To address these gaps, we conducted a population-based survey of Japanese adults to assess PA and SB using accelerometers, with in-person distribution and retrieval of devices and monetary incentives. Based on previous findings that accelerometer study participants tend to be older, female, and healthier than the source population [8–11], we were particularly interested in whether similar patterns of selection bias emerged under our in-person, incentivized protocol. The aims of this descriptive study were threefold: (1) to quantify response and adherence rates; (2) to examine the participant representativeness by comparing their sociodemographic characteristics with national census data; and (3) to characterize the reasons and factors associated with participation and non-participation. Our findings are expected to inform the design of efficient and practical protocols for future device-based surveys.
Materials and methods
This study adhered to Strengthening the Reporting of Observational Studies in Epidemiology (STROBE) guidelines (S2 Table).
Participants
This cross-sectional, population-based survey utilizing accelerometers was conducted in three major metropolitan areas of Japan in October 2023. Participants were Japanese adults aged 20–79 years, randomly selected through stratified sampling from the Basic Resident Registers. Specifically, participants were selected from three metropolitan regions encompassing 13 prefectures: Tokyo (Tokyo, Kanagawa, Chiba, Saitama), Chukyo (Aichi, Gifu, Mie), and Hanshin (Osaka, Kyoto, Nara, Hyogo, Wakayama, Shiga). These regions were further stratified into four categories based on population size: towns and villages, cities with fewer than 100000 residents, cities with 100000 or more residents, and the special wards of Tokyo and ordinance-designated cities. This stratification yielded 12 divisions (3 regions × 4 city sizes). Sampling quotas were proportionally allocated to each division based on population size, and participants were recruited from 50 sites (cities, towns, and villages). From each site, 13 individuals were randomly selected from the Basic Resident Registers, yielding a total of 650 invited participants. Written and oral informed consent was obtained from all participants. This study protocol was approved by the Ethics Committee of the Physical Fitness Research Institute, Meiji Yasuda Life Foundation of Health and Welfare (approval number: 2023−0004).
Surveillance methods
Data collection followed a drop-off/pick-up method, in which trained investigators visited the homes of potential participants to deliver the accelerometer and questionnaire and later returned to retrieve them. The recruitment period was from October 21 to November 12, 2023. Prior to the home visit, each potential participant received a postcard notifying them that a trained investigator would visit their home during a specified period. If the participant was not available during the initial visit, investigators made up to 11 additional visits (mean: 3.2 visits per participant) to establish contact. Investigators (n ≈ 50) visited participants’ homes, explained the study procedures, and asked them to wear an accelerometer and complete a questionnaire. As an incentive for participation, respondents received (1) a 5000-yen QUO card (a prepaid gift card widely used in Japan), provided upon completion of the study protocol when investigators returned to collect the materials, and (2) personalized feedback on their PA and SB results, upon request.
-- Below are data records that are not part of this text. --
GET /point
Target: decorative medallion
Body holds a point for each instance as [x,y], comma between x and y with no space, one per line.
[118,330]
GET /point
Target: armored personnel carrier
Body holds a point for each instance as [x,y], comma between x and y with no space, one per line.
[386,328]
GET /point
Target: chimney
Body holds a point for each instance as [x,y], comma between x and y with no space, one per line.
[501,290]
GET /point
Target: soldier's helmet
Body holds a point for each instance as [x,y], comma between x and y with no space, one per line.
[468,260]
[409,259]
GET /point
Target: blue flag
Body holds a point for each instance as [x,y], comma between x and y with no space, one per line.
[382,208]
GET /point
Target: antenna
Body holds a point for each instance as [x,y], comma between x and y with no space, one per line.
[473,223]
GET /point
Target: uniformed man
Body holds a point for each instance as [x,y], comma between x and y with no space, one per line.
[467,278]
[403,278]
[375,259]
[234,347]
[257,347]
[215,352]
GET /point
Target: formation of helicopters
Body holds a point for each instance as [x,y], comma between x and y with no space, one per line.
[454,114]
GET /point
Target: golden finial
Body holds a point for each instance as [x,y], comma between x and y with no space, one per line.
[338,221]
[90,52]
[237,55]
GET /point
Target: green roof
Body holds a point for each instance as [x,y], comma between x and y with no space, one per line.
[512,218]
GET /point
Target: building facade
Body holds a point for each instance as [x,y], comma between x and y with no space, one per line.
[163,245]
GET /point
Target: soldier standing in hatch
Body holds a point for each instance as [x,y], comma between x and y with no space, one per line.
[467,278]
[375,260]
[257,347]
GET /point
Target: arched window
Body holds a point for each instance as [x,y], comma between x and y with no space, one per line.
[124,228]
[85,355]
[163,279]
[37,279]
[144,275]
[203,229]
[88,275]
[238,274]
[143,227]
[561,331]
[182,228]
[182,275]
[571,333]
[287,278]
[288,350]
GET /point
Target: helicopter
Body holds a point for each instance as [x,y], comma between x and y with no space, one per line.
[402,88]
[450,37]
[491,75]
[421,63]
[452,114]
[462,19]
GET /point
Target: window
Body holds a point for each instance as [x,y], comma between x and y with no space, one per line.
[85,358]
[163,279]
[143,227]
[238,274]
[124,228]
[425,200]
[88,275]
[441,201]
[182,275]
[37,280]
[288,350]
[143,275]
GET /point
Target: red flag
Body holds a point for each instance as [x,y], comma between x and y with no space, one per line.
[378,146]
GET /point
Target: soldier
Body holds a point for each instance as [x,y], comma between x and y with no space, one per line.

The conditional incentive was designed to encourage both initial participation and adherence to the accelerometer wear protocol. Several weeks later, investigators returned to collect the materials and deliver the incentive. A call center was available throughout the survey period to respond to participant inquiries.
Nationally representative data used to assess the representativeness of study participants
To assess the representativeness of participants who completed the survey, we compared their sociodemographic characteristics with data from the 2020 Japanese Population Census, conducted by the Ministry of Internal Affairs and Communications [16]. The census, conducted every five years, includes all Japanese residents. We used publicly available summary data from the most recent census (2020). Specifically, we extracted data corresponding to the population targeted in this study—individuals aged 20–79 years residing in the same 50 sites—and focused on variables comparable to those collected in our survey: age, gender, employment status, living arrangement, and educational attainment. For comparison of mean age, we calculated a population-weighted mean age based on census data from the selected sites.
Measurements
Sociodemographic characteristics.
Age and gender data for all 650 invited participants were obtained from the Basic Resident Registers. To describe respondent characteristics, additional data were collected via a self-administered questionnaire, including living arrangement, employment status, job type, educational attainment, annual household income, height, weight, and exercise habits. Body mass index (BMI) was calculated as weight (kg) divided by height (m) squared.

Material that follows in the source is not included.